4                        Locklear’s first argument appears to be that Department of Corrections officials erred by one week in calculating one of his earlier sentences because they used a parole violation date of January 10, 1994, rather than January 17, 1994.  He argues that this error “appears to impeach and render unreliable” all of the department’s calculations, but he does not explain how this one-week difference might have any practical effect on his current incarceration.  A general assertion of impeachment and unreliability unsupported by legal authority is not grounds for relief.  See State v. Petit, 171 Wis. 2d 627, 646, 492 N.W.2d 633, 642 (Ct. App. 1992).

5                        Locklear argues that the department failed to provide him with a discharge certificate from two of his earlier sentences, contrary to its own rules.  However, even if this were true, we see no connection between this fact and the relief he seeks from his current sentences.

6                        Locklear argues that when his parole was revoked in 1994, the department included an already-expired sentence from 84-CR-472 in its calculation of the time he had remaining to serve.  Litscher correctly points out that the allegedly expired sentence was one of two on which Locklear was revoked, and that the second sentence, which was concurrent, had a longer remaining time on it, and therefore was the controlling sentence, even if 84‑CR‑472 should not have been included. 
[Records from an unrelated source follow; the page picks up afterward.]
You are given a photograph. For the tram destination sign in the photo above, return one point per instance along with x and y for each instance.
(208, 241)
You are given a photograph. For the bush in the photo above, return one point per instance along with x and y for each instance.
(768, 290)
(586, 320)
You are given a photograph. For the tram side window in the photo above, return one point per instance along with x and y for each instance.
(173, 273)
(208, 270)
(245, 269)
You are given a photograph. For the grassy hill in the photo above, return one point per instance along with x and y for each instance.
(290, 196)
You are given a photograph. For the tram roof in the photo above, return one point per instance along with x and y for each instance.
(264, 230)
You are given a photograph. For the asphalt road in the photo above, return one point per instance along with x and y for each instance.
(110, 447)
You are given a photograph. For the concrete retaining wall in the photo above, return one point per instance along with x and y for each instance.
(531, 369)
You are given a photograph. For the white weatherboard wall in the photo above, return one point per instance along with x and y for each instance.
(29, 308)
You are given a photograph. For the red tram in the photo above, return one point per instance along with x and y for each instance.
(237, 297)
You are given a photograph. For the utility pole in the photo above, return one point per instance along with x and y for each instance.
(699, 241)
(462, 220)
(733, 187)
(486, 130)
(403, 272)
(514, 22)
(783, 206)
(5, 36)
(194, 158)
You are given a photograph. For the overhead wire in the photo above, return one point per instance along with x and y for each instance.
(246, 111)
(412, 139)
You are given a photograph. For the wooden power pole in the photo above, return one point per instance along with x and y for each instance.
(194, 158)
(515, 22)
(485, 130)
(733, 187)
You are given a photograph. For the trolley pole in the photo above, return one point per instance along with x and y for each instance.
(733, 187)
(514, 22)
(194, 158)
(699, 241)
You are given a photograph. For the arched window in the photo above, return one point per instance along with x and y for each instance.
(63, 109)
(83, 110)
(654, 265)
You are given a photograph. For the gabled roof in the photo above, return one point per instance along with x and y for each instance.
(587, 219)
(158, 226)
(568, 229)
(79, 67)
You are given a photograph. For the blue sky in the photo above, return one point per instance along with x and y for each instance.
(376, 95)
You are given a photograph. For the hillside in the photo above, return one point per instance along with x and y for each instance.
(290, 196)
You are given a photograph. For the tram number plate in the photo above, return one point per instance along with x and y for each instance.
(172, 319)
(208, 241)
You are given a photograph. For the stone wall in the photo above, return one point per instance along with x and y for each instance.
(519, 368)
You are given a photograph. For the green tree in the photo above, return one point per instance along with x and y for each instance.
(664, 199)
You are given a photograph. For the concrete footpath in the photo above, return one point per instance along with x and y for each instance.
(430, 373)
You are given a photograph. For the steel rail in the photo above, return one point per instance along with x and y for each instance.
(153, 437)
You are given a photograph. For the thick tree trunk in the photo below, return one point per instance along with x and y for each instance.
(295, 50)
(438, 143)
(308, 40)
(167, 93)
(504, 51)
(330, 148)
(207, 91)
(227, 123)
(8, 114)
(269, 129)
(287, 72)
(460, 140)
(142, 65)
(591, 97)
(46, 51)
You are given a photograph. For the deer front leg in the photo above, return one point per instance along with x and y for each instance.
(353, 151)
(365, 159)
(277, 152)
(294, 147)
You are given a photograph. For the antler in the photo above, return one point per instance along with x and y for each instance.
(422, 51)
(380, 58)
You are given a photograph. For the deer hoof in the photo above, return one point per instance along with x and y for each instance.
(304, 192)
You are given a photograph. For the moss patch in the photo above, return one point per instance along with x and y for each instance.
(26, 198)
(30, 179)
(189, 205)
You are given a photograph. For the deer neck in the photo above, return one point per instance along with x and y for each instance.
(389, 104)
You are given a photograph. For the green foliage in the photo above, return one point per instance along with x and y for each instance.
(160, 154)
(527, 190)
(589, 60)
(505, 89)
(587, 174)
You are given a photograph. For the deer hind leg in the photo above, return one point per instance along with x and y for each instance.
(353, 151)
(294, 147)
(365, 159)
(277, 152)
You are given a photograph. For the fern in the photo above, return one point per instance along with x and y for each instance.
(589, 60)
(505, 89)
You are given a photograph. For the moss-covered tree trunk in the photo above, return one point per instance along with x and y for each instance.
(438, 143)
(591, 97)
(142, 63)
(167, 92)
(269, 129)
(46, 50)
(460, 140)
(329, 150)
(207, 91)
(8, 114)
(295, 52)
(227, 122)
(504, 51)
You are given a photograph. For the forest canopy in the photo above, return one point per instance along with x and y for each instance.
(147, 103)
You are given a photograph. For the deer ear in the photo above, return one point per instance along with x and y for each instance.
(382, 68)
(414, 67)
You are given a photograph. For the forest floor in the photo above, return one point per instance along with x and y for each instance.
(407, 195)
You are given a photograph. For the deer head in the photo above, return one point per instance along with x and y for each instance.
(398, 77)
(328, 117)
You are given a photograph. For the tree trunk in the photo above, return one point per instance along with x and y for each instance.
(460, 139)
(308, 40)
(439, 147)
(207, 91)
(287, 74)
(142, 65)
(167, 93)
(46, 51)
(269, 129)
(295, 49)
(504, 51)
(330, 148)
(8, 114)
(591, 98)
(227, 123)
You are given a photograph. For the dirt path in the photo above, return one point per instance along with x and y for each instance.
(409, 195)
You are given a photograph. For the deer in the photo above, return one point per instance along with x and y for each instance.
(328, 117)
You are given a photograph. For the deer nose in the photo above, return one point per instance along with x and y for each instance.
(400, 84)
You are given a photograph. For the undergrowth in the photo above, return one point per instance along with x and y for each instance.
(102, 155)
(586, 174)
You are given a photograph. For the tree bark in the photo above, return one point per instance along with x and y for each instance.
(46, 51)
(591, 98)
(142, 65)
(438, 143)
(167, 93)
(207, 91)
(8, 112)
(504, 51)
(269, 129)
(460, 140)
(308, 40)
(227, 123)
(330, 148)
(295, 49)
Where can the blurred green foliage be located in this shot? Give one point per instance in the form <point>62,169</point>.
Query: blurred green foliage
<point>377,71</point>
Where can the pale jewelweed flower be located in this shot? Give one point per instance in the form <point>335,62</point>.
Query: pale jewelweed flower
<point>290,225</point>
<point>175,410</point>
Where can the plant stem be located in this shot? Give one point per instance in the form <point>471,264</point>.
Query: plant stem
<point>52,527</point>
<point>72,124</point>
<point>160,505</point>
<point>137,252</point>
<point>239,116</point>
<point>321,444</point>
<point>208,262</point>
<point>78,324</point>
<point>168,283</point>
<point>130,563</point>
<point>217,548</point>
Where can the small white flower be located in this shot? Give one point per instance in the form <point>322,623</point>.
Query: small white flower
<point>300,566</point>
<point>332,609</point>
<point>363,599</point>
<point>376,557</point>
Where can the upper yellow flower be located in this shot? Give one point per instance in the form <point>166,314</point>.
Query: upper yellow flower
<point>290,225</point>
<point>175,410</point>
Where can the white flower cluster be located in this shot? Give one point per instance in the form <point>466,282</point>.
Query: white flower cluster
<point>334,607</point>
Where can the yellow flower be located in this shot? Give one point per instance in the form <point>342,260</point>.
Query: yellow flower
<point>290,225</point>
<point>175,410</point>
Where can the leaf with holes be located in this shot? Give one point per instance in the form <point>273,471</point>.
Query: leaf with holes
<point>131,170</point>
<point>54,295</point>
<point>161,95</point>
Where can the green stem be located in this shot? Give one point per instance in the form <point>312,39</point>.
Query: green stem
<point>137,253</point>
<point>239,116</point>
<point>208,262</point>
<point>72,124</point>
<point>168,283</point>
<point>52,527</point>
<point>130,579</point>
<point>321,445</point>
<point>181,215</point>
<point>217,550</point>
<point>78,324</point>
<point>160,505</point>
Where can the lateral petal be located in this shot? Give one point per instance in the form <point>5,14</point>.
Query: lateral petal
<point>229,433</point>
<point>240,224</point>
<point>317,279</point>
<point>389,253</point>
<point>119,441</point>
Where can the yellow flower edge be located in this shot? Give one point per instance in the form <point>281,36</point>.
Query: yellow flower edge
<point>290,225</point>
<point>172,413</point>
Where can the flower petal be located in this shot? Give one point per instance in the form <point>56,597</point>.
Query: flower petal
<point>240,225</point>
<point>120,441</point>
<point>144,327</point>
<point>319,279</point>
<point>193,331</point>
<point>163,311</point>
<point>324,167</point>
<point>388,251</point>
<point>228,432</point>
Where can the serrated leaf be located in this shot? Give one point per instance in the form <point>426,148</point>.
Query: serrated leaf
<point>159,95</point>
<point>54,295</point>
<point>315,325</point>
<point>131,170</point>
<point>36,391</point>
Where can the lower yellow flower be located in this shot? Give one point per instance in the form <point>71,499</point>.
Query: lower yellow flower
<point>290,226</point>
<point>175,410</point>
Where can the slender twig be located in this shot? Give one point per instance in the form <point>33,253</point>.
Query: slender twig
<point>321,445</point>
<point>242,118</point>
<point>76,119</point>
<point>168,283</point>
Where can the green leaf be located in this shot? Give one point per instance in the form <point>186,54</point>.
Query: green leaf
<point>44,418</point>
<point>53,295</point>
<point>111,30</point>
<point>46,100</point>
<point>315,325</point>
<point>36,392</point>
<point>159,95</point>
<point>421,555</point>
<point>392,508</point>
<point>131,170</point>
7                        Locklear argues that he “was not and should not have been” given sentence credit for time served while on parole in 1993 and 1994 in the Division of Intensive Sanctions (DIS).  This argument is confusing, because if he did not receive such credit, and should not have received such credit, there is no error.  However, whatever argument Locklear intended here, he was entitled to credit for the time in DIS.  Whether a person was “in custody” for the purpose of receiving sentence credit is determined by whether the person was subject to a criminal charge of escape for leaving that status.  State v. Magnuson, 2000 WI 19, ¶31, 233 Wis. 2d 40, 606 N.W.2d 536.  Locklear was subject to an escape charge for leaving the DIS program.  Wis. Stat. § 301.048(5) (1991-92).  Locklear received such credit for the period he was in DIS, up to the date of his violation. 

8                        Locklear argues that the department improperly gave him credit against his state sentences for time he spent on state parole, but in federal prison on a federal conviction.  Locklear does not present any authority that prevents that result, but even if his argument were correct, he does not explain how this error would have affected the revocation of probation that resulted in his current incarceration. 

9                        Finally, Locklear argues that he should not have received credit for six months that he was, according to him, in absconder status from parole.  He makes this argument with respect to the period after he was released from federal custody, up to his arrest in January 1997.  He argues that the department discharged him from his sentence during that time, but should not have, because he had absconded, rather than properly serving out his parole.  However, Litscher points out that even if Locklear should not have been discharged, his absconding was not long enough that he still would have been on that parole on the date of his most recent violation that led to revocation of probation.  In other words, the error would have no effect on Locklear’s current incarceration, because even if the department erred, Locklear’s most recent revocation still would have been from probation, not the previous parole.

            By the Court.—Orders affirmed.

            This opinion will not be published.  Wis. Stat. Rule 809.23(1)(b)5 (1999-2000).